Unfornately what the current experimental validator has to say
about documents using some W3C recommended formats 
without a doctype in it, is often wrong or completely useless.
These were at least my test results using several valid documents
of the recommended formats SVG tiny 1.2 and XHTML+RDFa.
Because the information or the hints of the validator are
wrong or useless, it does indeed not matter at all, which
extensions you put into those documents or what other
formats from well known or unknown namespaces are
inside such docments. Best what author can currently
do for such documents is, to ignore the current experimental
variant completely - and that should be obvious to any
author looking on the ridiculous hints of this tool for samples
of the mentioned formats ;o)

Since this happened, I think, the validator lost already some
authority about what can be considered a valid document -
and in earlier times this was already problematic due to the
limitations of DTDs, but still pretty helpful for a rough test.

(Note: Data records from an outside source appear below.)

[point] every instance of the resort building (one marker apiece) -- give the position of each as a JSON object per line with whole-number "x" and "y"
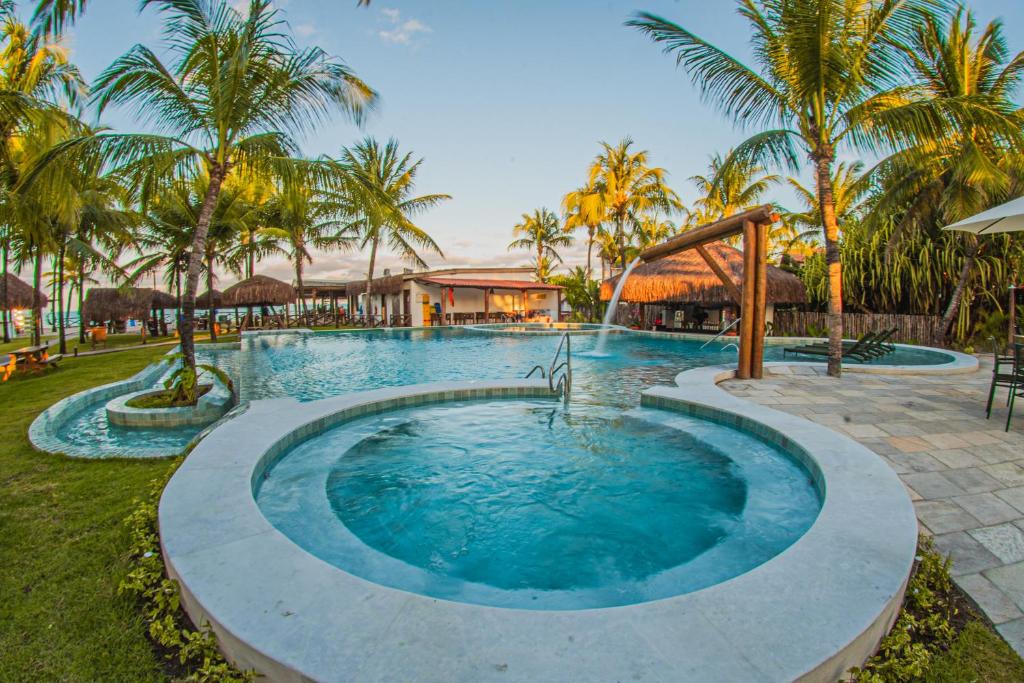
{"x": 452, "y": 296}
{"x": 683, "y": 292}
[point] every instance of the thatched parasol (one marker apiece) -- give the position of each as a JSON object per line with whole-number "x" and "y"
{"x": 111, "y": 303}
{"x": 18, "y": 293}
{"x": 385, "y": 285}
{"x": 163, "y": 300}
{"x": 203, "y": 300}
{"x": 685, "y": 278}
{"x": 259, "y": 291}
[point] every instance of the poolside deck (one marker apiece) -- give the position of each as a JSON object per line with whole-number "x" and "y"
{"x": 965, "y": 473}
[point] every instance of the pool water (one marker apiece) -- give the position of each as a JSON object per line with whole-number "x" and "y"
{"x": 317, "y": 366}
{"x": 534, "y": 505}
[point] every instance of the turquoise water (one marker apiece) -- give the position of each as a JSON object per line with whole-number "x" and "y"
{"x": 311, "y": 367}
{"x": 529, "y": 504}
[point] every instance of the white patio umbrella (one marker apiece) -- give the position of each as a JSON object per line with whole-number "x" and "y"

And because newer formats tend to have no doctype
anymore or are far too complex for a proper scheme,
such validators will loose authority in the future much
more, if they do not manage to validate at least a mixture
of known formats and versions of formats without DTD,
what is obviously not a trivial task. Hopefully the current
validator experiments lead to something more usable
in the future. If not, we have to teach authors not to use
such validators anymore.

But this current validation crises has an advantage too -
authors learn not to rely on this validation and they can
start simply to do what already works - mixing formats
from different namespaces in one XML-document, even if
there is no DTD available for this mix.